April 7, 1901: The Vindicator is the first newspaper in the nation to publish a color photograph.
Sept. 19, 1913: New Goss Sexduble press is the largest press in Ohio.
April 10, 1924: William F. Maag dies at 74. Son William F. Maag Jr., managing editor, becomes general manager and, later, editor and publisher.
July 2, 1936: William F. Maag Jr. buys the Telegram from Scripps-Howard. Public disapproval of the Telegram’s Ku Klux Klan leaning and the trial of top executives for padding circulation and defrauding advertisers had irreparably harmed it. This was a key date in The Vindicator’s decades-long battle against the Ku Klux Klan.
July 25, 1937: First issue of The Vindicator published in the Telegram Building Scripps-Howard built in 1931 at Boardman and Chestnut streets.
March 27, 1938: “The People’s Paper” motto appears on Page 1 for the first time.
Feb. 29, 1968: William F. Maag Jr., editor and publisher, dies at 84. His nephew, William J. Brown, general manager, becomes publisher and president of The Vindicator Printing Company. Brown vowed that the paper would remain committed to the city’s downtown.
Nov. 3, 1969: Work begins on a new production facility across Boardman Street from the present building. An 18-unit Goss Mark II press rolls for the first time in December 1972.

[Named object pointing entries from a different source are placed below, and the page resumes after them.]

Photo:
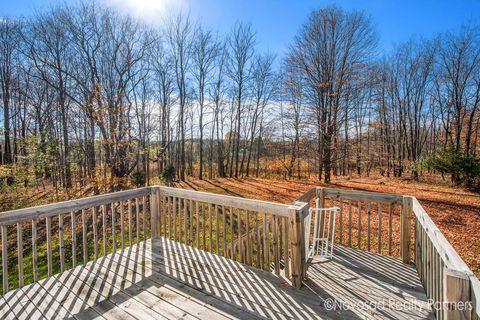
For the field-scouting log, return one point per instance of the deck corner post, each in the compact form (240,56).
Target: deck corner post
(298,266)
(405,229)
(456,293)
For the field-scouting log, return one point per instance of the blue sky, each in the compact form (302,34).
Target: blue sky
(277,21)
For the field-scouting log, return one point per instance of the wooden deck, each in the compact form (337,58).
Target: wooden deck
(165,279)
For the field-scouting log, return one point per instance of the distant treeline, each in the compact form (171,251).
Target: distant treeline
(90,94)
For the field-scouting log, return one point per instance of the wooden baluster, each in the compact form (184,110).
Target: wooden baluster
(266,243)
(104,227)
(390,230)
(160,213)
(405,223)
(257,242)
(224,232)
(49,245)
(130,225)
(276,254)
(349,223)
(114,233)
(4,259)
(368,225)
(247,232)
(168,224)
(197,217)
(379,227)
(137,217)
(217,231)
(239,241)
(175,219)
(84,234)
(180,221)
(232,235)
(287,247)
(74,239)
(34,250)
(154,213)
(122,223)
(144,215)
(20,254)
(61,239)
(210,226)
(204,239)
(95,233)
(359,229)
(340,229)
(185,221)
(191,214)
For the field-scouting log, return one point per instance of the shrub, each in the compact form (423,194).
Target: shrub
(138,178)
(168,174)
(462,168)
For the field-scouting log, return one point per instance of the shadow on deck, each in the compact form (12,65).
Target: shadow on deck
(166,279)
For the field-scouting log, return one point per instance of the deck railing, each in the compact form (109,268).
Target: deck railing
(57,237)
(399,226)
(263,234)
(41,241)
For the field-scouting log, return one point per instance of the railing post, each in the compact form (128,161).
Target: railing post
(298,268)
(457,303)
(405,229)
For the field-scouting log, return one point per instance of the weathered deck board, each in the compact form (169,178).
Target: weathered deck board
(168,280)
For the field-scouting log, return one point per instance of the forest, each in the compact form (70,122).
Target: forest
(93,97)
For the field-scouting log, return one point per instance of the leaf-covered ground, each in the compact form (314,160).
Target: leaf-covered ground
(455,211)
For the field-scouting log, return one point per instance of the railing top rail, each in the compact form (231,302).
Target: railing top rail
(362,195)
(447,252)
(48,210)
(237,202)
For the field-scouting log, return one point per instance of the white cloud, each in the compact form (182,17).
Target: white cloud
(150,11)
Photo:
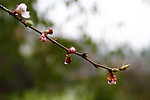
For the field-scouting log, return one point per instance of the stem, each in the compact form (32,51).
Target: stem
(53,41)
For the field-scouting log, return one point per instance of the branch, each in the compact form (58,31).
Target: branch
(82,55)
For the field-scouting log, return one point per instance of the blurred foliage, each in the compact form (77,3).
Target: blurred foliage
(32,70)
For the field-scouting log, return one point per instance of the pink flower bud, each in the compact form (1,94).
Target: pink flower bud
(43,38)
(112,79)
(21,9)
(72,50)
(68,59)
(49,31)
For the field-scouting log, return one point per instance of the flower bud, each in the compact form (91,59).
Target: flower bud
(29,22)
(43,38)
(115,69)
(125,67)
(72,50)
(22,10)
(112,79)
(48,31)
(68,59)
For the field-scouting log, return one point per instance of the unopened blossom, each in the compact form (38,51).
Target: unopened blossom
(112,79)
(72,50)
(68,59)
(43,38)
(22,10)
(49,31)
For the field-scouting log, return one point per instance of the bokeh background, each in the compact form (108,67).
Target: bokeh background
(110,31)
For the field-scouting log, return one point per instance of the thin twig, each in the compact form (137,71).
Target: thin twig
(83,55)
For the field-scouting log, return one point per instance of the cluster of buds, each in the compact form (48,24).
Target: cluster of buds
(111,79)
(122,68)
(68,55)
(43,37)
(21,9)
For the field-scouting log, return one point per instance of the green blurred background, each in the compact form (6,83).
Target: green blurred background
(32,70)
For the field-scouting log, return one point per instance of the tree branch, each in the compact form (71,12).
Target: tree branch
(83,55)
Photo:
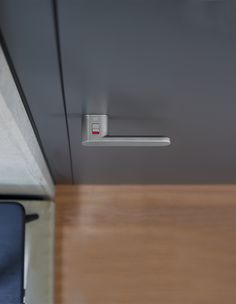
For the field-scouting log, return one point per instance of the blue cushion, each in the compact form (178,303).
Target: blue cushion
(12,235)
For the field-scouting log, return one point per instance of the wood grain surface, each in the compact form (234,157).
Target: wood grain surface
(146,245)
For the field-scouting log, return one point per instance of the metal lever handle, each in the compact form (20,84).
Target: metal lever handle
(95,133)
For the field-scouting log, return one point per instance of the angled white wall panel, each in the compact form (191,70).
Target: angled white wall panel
(23,170)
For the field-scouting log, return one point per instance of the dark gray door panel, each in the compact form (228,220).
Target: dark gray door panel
(29,33)
(156,67)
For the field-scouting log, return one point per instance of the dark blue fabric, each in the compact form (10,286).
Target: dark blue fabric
(12,234)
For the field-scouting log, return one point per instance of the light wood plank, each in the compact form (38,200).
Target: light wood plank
(146,244)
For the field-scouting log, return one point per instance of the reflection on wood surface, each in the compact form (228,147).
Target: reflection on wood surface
(146,245)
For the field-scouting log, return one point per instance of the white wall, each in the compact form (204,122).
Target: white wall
(23,170)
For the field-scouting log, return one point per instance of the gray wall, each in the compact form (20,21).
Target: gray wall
(156,67)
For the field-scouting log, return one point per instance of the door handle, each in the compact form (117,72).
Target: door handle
(95,133)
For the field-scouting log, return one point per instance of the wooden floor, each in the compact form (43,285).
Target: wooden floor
(146,245)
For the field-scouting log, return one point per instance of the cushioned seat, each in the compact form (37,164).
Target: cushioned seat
(12,238)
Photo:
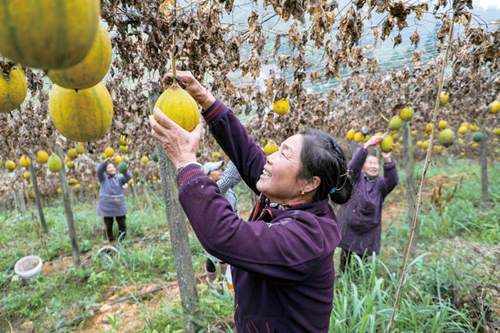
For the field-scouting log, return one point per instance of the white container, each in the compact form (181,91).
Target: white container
(28,267)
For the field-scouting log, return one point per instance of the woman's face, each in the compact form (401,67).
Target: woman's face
(110,169)
(279,180)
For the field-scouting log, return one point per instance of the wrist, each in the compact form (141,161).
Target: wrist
(183,159)
(205,98)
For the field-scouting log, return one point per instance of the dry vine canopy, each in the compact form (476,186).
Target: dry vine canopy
(326,57)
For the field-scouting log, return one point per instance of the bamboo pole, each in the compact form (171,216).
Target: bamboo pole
(38,198)
(63,180)
(424,173)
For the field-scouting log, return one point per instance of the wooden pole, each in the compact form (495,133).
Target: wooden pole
(63,180)
(484,164)
(409,167)
(22,202)
(38,198)
(178,232)
(134,196)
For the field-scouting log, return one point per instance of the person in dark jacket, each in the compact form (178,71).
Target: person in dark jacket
(112,203)
(282,259)
(361,219)
(226,181)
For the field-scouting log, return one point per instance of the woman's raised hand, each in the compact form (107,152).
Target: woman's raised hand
(180,145)
(200,94)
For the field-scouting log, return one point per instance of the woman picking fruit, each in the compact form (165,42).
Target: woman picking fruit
(361,219)
(282,260)
(112,199)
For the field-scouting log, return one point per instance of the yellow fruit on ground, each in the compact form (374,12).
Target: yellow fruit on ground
(24,161)
(48,34)
(271,147)
(386,143)
(72,153)
(180,107)
(358,137)
(442,124)
(12,92)
(79,149)
(444,98)
(281,106)
(91,70)
(54,164)
(395,123)
(81,116)
(494,107)
(407,113)
(109,152)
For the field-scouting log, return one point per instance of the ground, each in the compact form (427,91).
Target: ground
(453,272)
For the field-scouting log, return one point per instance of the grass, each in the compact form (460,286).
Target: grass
(444,289)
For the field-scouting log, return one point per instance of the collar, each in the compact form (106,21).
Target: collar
(270,204)
(369,179)
(318,208)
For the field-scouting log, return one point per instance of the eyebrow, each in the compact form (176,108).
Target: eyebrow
(286,147)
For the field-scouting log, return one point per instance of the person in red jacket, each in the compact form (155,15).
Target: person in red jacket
(282,259)
(361,218)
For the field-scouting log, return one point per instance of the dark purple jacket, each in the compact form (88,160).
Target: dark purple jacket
(282,264)
(361,218)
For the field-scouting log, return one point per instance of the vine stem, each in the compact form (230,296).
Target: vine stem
(46,138)
(424,173)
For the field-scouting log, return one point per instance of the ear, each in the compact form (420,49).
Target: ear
(311,184)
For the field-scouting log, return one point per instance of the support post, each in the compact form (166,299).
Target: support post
(409,167)
(484,164)
(63,180)
(38,198)
(22,202)
(178,231)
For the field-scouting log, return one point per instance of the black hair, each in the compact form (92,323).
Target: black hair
(322,157)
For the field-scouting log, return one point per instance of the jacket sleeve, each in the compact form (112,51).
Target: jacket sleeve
(100,171)
(391,177)
(285,254)
(125,177)
(357,162)
(230,134)
(230,178)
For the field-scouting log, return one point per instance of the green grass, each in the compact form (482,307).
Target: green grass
(453,260)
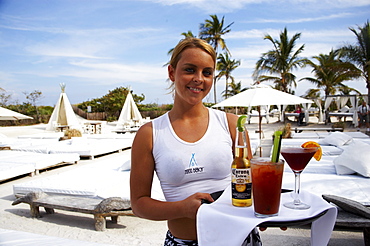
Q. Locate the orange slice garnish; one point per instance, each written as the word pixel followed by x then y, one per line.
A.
pixel 318 153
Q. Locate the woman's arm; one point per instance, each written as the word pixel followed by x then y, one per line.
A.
pixel 142 171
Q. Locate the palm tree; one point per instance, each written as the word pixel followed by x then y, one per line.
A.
pixel 212 31
pixel 331 72
pixel 312 93
pixel 233 89
pixel 280 61
pixel 359 53
pixel 226 65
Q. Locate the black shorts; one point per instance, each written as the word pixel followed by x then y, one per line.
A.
pixel 253 239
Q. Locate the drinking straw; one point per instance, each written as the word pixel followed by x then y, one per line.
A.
pixel 276 146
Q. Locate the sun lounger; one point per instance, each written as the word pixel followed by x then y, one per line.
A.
pixel 17 163
pixel 100 208
pixel 351 214
pixel 16 238
pixel 10 170
pixel 108 177
pixel 328 129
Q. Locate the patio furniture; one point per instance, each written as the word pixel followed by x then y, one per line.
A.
pixel 352 214
pixel 100 208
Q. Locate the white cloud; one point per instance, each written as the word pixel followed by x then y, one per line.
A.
pixel 222 6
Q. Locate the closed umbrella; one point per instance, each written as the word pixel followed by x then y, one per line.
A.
pixel 7 114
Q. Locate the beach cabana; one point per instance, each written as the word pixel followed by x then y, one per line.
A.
pixel 130 115
pixel 264 96
pixel 63 115
pixel 7 114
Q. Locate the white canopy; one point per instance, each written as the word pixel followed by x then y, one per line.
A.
pixel 130 113
pixel 7 114
pixel 63 114
pixel 260 96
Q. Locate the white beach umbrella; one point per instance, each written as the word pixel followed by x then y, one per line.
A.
pixel 130 112
pixel 7 114
pixel 63 114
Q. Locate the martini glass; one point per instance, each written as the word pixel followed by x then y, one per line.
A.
pixel 297 159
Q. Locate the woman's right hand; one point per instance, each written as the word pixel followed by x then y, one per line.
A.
pixel 193 202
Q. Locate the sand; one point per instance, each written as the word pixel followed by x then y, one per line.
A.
pixel 130 230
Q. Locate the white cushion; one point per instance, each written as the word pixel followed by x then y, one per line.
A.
pixel 337 139
pixel 354 159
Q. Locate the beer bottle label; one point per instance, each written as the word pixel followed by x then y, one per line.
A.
pixel 241 183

Aug. 14, 1981: Publisher William J. Brown dies at 68. His widow, Betty H., becomes editor and publisher, and president and treasurer of The Vindicator Printing Company. Their son, Mark A. Brown, is business manager and assistant treasurer. Brown’s sister, Elizabeth M., continues as vice president and secretary.
April 1988: The news staff moves to the production building, and a $4-million state-of-the-art, ergonomic newsroom.
Oct. 28, 1990: The Vindicator unveils its first top-to-bottom re-design since 1937.
Sept. 4, 1999: First issue of the Saturday morning Vindicator.
January 2000: Debut of Vindy.com.
Nov. 15, 2004: Start of conversion to morning publication for the daily Vindicator.
December 12, 2009: Debut of Neighbors.